Desde que as SAF retomaram Cartum e Omdurman, cidades gémeas separadas pelo rio Nilo, milhares de sudaneses regressaram, entre eles Ali.
O mesmo aconteceu com Moezr Monzir, de 16 anos, e a sua família, que regressaram à sua casa na ilha de Tuti, entre Cartum e Omdurman, e encontraram um projéctil antiaéreo de 23 mm.
“Enquanto estávamos a limpar a casa normalmente … ouvimos uma explosão,” o tio de Monzir, Al-Noourany Mahmoud, disse à Reuters. “Ele estava sentado numa cadeira que, de repente, explodiu sem aviso prévio.”
Monzir perdeu o braço esquerdo e sofreu outros ferimentos graves.
Especialistas afirmam que, quando se trata de armas explosivas, os civis são os que mais sofrem com o seu uso em áreas povoadas. Agora que alguns sudaneses deslocados regressaram, enfrentam a ameaça de engenhos explosivos não detonados (UXO), minas terrestres e munições abandonadas espalhadas por bairros urbanos e rurais.
“A presença generalizada de engenhos explosivos não detonados é um assassino silencioso nas aldeias, vilas e cidades do Sudão,” Clementine Nkweta-Salami, coordenadora residente da ONU e coordenadora humanitária no Sudão, disse num comunicado de 3 de Abril. “Cada dia que passa sem acção aumenta o risco para a vida dos civis.”
O número de civis mortos e feridos por UXO é impossível de determinar e está muito subestimado, porque grande parte do Sudão ainda está envolvida em conflitos armados, que dizimaram o sistema de saúde do país.
O Major-General Khalid Hamdan, director do Centro Nacional de Acção contra Minas do Sudão, disse que o número de vítimas de destroços de guerra pode ser significativamente maior nas áreas controladas pelas RSF. Os cortes nas comunicações limitam o acesso à região, e os civis, muitas vezes, não conseguem reportar incidentes ou procurar ajuda médica.
“Antes da guerra, era mais fácil identificar e isolar áreas perigosas. Mas agora, os combates envolvem regiões densamente povoadas, tornando essenciais as campanhas de sensibilização e as denúncias dos cidadãos,” disse ao jornal Asharq Al-Awsat.
Hamdan disse que mais de 49.000 resíduos explosivos foram destruídos até agora, incluindo 37.000 munições de grande porte e 12.000 projécteis menores.
Desde o início da guerra, a UNMAS ministrou educação sobre os riscos de engenhos explosivos a 246.474 pessoas, realizou sessões de sensibilização para 1.540 trabalhadores humanitários e prestou aconselhamento técnico sobre segurança de engenhos explosivos não detonados, em resposta a pedidos de vários intervenientes humanitários.
O que preocupa Rashid é a quantidade da população urbana do Sudão que ainda desconhece os perigos dos engenhos explosivos não detonados.
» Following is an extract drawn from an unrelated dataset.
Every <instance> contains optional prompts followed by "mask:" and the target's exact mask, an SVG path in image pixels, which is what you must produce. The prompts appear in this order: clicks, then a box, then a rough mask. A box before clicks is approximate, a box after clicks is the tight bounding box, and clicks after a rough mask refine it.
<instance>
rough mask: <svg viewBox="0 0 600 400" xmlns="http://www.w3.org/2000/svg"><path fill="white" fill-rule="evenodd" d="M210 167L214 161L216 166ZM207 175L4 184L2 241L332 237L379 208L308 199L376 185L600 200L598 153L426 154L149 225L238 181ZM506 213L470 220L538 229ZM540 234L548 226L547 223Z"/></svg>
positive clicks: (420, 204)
“A população do Sudão, principalmente as pessoas que vivem nas áreas urbanas, desconhece em grande parte os riscos dos engenhos explosivos não detonados,” afirmou. “Estamos a utilizar educação directa sobre os riscos dos engenhos explosivos, em que equipas treinadas são destacadas … e a educação indirecta sobre os riscos, que envolve a transmissão de mensagens através da rádio. Fizemos isso centenas de vezes.”
Em Abril, os engenhos explosivos não detonados e as minas terrestres causaram 24 mortes, de acordo com a UNMAS.
“No primeiro mês após o Estado de Jazeera se tornar acessível, foram registadas mais de 20 vítimas em apenas uma cidade,” disse Rashid. “Existe o risco de as pessoas regressarem e, com o passar do tempo, estes riscos explosivos serem esquecidos, tornando-se um assassino silencioso.”